Even with his freedom, Shel had a hard time dealing with the restraints of army protocol. Corky Alexander, the late editor of the English language Tokyo Weekender, first met Shel at Stars and Stripes. “He was an army corporal and was perhaps the worst soldier in the history of armed might, down through the ages,” he said.
“His technique followed a simple pattern. First he thought of an object — say, his first sergeant. He’d concentrate until he would come up with 20 or 30 gags on the one subject. Out of it came situations peopled by his long-nosed characters, his little men, his giants, the animals and the strange creatures for which he has a special affection.“
His favorite overall targets were the officers. “They even made zebras off-limits to me because they had stripes,” Shel said.

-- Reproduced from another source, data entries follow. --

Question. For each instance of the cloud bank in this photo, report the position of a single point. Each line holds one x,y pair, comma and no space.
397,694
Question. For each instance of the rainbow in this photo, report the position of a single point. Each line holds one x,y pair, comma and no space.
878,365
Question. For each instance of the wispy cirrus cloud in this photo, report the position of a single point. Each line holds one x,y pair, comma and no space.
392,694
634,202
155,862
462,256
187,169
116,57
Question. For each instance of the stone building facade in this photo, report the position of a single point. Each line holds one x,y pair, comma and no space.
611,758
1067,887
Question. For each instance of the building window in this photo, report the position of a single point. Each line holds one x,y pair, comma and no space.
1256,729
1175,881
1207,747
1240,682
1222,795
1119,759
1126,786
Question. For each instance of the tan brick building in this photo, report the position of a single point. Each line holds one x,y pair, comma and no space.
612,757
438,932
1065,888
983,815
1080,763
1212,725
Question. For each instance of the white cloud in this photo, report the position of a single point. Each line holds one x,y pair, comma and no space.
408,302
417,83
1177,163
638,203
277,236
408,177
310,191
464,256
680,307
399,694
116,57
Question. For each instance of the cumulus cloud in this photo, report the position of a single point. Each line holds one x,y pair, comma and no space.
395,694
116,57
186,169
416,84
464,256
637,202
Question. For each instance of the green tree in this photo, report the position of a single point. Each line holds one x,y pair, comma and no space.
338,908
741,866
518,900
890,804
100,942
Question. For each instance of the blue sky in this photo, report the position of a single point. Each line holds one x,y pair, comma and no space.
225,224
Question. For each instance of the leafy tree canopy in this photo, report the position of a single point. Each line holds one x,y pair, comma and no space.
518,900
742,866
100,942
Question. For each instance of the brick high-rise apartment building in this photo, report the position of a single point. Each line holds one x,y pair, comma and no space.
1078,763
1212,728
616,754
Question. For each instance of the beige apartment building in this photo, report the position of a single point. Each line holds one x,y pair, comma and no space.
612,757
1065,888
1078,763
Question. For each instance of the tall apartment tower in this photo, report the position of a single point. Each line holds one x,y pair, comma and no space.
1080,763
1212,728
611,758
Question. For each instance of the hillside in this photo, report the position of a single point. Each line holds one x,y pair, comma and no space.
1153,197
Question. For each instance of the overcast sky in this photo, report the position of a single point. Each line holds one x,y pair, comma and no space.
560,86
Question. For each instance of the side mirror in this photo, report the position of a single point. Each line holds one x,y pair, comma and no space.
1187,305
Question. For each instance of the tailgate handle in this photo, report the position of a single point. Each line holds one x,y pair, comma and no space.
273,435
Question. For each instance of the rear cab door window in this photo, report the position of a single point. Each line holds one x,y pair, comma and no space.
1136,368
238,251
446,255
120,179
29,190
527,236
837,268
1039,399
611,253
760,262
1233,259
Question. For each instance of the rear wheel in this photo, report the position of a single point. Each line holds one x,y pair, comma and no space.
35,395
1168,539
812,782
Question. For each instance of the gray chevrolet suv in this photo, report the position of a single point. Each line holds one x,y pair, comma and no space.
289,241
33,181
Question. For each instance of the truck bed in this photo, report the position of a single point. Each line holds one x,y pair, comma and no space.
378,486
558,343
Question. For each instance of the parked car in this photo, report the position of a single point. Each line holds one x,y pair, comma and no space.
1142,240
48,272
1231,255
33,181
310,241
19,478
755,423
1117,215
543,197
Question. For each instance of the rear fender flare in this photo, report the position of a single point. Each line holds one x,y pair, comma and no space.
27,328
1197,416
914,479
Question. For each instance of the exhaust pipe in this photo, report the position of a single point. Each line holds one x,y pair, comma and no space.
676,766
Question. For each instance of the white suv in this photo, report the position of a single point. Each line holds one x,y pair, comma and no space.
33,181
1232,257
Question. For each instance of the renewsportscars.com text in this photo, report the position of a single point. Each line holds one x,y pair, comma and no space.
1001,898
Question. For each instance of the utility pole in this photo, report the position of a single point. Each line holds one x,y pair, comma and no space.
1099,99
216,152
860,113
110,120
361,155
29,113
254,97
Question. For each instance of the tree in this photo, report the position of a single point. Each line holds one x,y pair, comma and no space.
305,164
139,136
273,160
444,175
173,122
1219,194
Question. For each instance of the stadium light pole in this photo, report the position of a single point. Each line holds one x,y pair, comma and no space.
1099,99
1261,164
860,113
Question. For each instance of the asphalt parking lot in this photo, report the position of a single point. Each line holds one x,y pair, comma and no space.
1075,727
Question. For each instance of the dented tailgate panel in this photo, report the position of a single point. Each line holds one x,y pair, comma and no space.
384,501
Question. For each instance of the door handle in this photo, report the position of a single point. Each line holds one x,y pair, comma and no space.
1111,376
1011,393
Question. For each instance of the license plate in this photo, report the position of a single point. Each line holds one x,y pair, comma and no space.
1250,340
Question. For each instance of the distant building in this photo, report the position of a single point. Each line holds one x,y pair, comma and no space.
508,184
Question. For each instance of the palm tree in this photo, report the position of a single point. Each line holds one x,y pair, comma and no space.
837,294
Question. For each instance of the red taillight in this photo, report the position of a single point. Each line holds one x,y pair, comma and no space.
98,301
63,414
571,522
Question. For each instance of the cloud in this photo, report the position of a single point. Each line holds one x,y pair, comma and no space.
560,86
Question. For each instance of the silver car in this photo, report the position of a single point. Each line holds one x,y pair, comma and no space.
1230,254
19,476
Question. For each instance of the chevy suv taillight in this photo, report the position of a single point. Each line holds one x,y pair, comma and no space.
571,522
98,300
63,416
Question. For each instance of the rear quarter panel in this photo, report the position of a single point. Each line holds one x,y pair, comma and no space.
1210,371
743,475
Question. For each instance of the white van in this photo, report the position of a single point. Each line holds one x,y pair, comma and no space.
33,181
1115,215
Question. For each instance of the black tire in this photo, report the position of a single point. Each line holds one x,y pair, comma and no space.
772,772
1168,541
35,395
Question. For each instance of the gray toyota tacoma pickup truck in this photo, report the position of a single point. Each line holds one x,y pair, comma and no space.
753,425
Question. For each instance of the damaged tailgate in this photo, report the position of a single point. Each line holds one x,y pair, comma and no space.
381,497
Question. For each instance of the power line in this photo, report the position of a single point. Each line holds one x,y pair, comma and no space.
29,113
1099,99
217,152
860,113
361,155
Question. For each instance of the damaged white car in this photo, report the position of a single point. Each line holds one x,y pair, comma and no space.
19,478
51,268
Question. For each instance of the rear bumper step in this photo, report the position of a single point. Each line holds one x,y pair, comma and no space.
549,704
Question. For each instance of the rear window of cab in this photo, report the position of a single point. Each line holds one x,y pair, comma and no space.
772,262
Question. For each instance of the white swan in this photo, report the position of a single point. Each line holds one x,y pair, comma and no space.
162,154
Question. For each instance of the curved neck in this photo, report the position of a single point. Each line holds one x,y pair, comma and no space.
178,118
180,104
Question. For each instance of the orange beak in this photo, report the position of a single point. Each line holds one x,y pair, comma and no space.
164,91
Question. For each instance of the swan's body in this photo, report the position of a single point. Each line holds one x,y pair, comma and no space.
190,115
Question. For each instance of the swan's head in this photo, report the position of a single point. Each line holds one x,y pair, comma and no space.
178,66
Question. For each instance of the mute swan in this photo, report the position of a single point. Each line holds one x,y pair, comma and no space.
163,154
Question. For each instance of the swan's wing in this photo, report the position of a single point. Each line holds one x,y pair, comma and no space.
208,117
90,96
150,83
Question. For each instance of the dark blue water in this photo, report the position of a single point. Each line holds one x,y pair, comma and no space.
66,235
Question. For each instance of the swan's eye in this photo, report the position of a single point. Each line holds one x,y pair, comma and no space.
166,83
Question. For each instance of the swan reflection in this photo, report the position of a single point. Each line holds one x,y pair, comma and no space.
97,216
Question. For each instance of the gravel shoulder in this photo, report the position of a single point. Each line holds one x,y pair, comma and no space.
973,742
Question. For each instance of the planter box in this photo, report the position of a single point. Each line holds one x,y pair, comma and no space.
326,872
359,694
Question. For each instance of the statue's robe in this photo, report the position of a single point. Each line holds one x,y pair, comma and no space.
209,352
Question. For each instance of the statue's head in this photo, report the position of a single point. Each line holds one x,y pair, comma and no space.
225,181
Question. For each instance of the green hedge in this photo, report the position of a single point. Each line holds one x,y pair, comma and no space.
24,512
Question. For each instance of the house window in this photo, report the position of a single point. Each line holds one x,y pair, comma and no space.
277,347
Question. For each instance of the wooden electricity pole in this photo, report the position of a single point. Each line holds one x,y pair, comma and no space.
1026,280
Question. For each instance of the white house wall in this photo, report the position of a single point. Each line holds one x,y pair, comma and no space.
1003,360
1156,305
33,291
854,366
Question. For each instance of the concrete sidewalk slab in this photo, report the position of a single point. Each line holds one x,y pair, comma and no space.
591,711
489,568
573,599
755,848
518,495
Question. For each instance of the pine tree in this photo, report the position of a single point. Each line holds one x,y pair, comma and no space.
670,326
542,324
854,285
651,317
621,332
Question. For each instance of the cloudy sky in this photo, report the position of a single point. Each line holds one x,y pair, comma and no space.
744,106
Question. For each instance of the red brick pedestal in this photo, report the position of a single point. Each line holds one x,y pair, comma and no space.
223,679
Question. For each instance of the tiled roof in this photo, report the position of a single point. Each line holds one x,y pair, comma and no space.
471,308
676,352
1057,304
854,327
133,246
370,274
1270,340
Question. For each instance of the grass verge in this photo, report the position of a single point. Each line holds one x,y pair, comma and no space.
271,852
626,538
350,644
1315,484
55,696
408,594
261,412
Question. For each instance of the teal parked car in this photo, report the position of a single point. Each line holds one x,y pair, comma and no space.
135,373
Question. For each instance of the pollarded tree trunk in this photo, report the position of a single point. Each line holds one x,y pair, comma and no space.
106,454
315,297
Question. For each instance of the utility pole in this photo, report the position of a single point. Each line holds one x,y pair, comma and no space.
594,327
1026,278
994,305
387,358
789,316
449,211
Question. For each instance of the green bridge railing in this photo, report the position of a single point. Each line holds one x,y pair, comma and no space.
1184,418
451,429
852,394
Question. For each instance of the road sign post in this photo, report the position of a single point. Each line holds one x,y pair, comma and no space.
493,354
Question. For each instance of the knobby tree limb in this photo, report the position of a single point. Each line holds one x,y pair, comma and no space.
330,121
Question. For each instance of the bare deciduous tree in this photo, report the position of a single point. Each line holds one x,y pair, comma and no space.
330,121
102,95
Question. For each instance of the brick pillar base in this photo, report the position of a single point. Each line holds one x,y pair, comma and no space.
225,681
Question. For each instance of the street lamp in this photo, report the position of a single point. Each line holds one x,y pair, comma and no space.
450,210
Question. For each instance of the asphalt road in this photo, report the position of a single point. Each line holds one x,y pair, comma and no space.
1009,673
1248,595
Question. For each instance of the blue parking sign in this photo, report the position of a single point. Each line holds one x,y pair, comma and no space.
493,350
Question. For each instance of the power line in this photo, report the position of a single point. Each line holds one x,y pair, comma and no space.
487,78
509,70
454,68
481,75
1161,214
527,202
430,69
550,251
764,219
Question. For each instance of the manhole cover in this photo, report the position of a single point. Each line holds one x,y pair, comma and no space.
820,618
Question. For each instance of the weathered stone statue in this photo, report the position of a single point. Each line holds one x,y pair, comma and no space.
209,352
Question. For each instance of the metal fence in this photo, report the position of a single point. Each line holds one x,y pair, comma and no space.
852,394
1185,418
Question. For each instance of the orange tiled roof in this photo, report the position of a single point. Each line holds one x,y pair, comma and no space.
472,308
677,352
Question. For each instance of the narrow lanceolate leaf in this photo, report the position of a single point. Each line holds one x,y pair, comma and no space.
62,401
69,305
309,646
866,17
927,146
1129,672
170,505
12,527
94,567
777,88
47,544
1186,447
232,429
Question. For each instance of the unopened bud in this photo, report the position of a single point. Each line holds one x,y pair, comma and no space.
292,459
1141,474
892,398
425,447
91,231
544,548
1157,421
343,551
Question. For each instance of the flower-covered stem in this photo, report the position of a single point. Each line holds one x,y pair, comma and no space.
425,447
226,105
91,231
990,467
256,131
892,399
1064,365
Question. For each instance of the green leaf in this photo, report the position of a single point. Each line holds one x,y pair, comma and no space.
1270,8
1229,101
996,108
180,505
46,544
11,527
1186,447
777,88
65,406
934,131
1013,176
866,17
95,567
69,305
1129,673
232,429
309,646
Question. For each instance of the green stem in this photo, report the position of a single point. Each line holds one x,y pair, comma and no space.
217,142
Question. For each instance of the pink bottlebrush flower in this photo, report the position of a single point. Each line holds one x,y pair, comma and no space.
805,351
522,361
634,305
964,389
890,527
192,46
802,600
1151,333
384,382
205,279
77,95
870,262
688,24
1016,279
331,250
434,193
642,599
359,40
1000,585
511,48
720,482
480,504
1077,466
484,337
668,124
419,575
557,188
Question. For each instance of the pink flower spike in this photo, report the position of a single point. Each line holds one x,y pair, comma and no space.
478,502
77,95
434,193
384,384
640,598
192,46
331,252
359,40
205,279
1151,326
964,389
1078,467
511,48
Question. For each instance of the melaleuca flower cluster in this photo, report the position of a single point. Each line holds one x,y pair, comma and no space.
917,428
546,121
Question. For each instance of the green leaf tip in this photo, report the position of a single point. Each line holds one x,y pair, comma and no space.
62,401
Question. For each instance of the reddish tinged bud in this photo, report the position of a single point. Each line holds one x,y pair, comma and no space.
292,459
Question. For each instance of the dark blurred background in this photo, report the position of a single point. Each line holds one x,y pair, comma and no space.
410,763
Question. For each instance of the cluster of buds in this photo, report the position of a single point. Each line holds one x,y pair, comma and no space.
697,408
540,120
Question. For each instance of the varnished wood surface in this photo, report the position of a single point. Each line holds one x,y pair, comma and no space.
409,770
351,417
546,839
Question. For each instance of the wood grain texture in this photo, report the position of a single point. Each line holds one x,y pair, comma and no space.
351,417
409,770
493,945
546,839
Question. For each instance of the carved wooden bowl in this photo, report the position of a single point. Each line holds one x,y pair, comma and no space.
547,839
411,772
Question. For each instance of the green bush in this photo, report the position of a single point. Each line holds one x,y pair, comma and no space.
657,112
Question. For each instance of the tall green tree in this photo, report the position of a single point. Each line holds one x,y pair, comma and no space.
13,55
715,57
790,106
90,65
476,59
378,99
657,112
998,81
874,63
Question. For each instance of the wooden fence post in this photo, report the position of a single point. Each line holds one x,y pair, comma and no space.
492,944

In his foreword to Take Ten, Shel’s good buddy and PS&S colleague Bob Sweeney recounts:
In a letter to the home office, Bob Brown of the S&S Seoul Bureau wrote: “He stays up all night chewing pencils, drawing cartoons and writing ideas on little scraps of paper he never finds again. In the first twenty minutes he was here he had our little office more cluttered than the convention hall in his native Chicago.”
“But,” added Brown, “he knows the people he draws. He’s lived through the same experiences and heard the same lines.“
Here then are the simplicities as well as the subtleties — the obvious and the obtuse — the wonderful conglomerate of a man who loves to write, to draw, to create — and best of all — who loves to laugh.